What is to be done?
The year is 1970, and the issue of climate change is a small cloud on the horizon
It’s a matter for special interest groups, really – such as the activists who persuade the United Nations to hold its first Earth Day and the scientists who found the National Oceanic and Atmospheric Administration as America’s “intelligence agency for the environment”.
Over the next 30 years the data accumulates, satellite images are examined and calculations lead to projections. The best cases are bad, the worst cases calamitous, and as far as timetables go, it’s later than anybody had thought.
The first global body to be formed was the Advisory Group on Greenhouse Gases, set up in 1985 by the UN’s Environment Programme. Three years later, this became the Intergovernmental Panel on Climate Change, the Geneva-based organisation that has taken the lead in bringing climate science into the mainstream and establishing the anthropogenic signal in the mass of meteorological noise.
The establishment of that consensus then led to a reconfiguring of traditional politics as green lobby groups turned into green parties, fired with the anger and engagement of young activists. Over the years, that energy has propelled the question of sustainability in all its forms to the centre of political discourse.
Unfortunately, simply sounding the alarm does nothing to solve the myriad of problems that climate change throws up. Although it’s clear that the skies are darkening as we watch, how should we respond to a threat that requires global action on the political, scientific, technological, social and economic levels? How can we even develop the capacity to? Our experience with the Covid-19 pandemic is a preview of the global crises we face in managing and co-ordinating that action before the storm breaks – and without the spur of collapsing health systems.
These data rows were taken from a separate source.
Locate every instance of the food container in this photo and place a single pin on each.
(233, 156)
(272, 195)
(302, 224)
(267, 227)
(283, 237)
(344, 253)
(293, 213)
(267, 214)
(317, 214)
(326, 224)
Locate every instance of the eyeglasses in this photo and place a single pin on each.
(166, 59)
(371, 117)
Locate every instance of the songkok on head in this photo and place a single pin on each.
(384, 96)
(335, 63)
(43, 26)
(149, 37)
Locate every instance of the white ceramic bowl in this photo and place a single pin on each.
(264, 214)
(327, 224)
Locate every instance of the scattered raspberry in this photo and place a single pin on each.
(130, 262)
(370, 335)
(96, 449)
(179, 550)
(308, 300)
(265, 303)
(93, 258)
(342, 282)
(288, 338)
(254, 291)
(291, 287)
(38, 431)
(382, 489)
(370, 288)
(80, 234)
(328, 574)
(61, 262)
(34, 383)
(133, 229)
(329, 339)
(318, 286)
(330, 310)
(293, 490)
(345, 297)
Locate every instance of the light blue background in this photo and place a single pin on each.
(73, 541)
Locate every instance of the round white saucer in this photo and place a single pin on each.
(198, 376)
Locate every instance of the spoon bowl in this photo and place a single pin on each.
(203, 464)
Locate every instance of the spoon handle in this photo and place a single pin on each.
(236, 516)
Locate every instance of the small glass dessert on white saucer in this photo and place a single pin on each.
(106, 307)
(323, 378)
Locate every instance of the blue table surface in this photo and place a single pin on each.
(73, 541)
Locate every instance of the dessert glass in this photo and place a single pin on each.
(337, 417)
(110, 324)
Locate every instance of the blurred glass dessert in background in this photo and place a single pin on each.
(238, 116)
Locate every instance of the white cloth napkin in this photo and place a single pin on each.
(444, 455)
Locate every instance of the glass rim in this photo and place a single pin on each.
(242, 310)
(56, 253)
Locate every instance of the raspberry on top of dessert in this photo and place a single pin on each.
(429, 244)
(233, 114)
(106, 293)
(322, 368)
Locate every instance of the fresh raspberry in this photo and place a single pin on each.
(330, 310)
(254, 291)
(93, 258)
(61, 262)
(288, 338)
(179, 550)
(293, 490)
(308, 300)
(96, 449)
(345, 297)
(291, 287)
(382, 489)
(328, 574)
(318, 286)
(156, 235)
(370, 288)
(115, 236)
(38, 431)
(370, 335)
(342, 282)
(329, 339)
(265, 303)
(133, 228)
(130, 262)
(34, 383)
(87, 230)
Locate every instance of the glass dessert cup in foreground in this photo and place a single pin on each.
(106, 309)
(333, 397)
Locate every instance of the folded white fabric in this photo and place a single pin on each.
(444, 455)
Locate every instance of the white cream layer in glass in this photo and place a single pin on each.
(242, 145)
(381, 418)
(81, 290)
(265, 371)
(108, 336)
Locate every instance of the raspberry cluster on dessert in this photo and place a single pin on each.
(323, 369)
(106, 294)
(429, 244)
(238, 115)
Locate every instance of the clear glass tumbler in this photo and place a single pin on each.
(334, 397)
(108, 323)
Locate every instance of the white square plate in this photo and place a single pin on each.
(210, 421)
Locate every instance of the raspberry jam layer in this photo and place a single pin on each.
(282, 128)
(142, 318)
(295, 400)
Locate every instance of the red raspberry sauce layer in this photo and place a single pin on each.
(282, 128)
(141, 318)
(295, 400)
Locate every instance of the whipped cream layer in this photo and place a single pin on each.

The problem is immense, we only have one last best chance to solve it, and time is passing…
The Scotia Group was set up to make a contribution to finding that solution. More specifically, it was aimed at COP26, the 26th United Nations Climate Change conference (to be hosted by the UK government in Glasgow in November 2021). The aim is to bring together humanists from as many domains as possible to reach a consensus on how the world’s political leaders can agree strategies to curb carbon emissions in the years that remain before we all arrive together at the point of no return.
The group will hold seven meetings/dialogues in the run-up to COP26, and we will issue a report after each to outline what has been agreed. The first was held online on the 21 April under the auspices of the Transatlantic Leadership Network (TLN), and addressed the foundational issue of how a multitude of diverse groups and interests among governments, corporations and communities can be reconciled in the same framework.
The Speakers
Howard Covington
Howard Covington, a physicist and investment banker, and member of the Scotia Group’s Inception Commission, gave a concise explanation of what this framework has to achieve: halving global carbon emissions by 2030. Anything less would be, in his words, yet another step on the road to a hot, sour, stormy, flooded, burned and barren world.
Biography
Howard Covington
Howard Covington is the chair of ClientEarth, Europe’s leading public interest environmental law firm and of the Alan Turing Institute, the UK’s national institute for AI and data science.
During his career in investment banking and asset management, he was European chief executive of Wasserstein Perella, an investment bank and co-founder and chief executive of London-listed New Star Asset Management.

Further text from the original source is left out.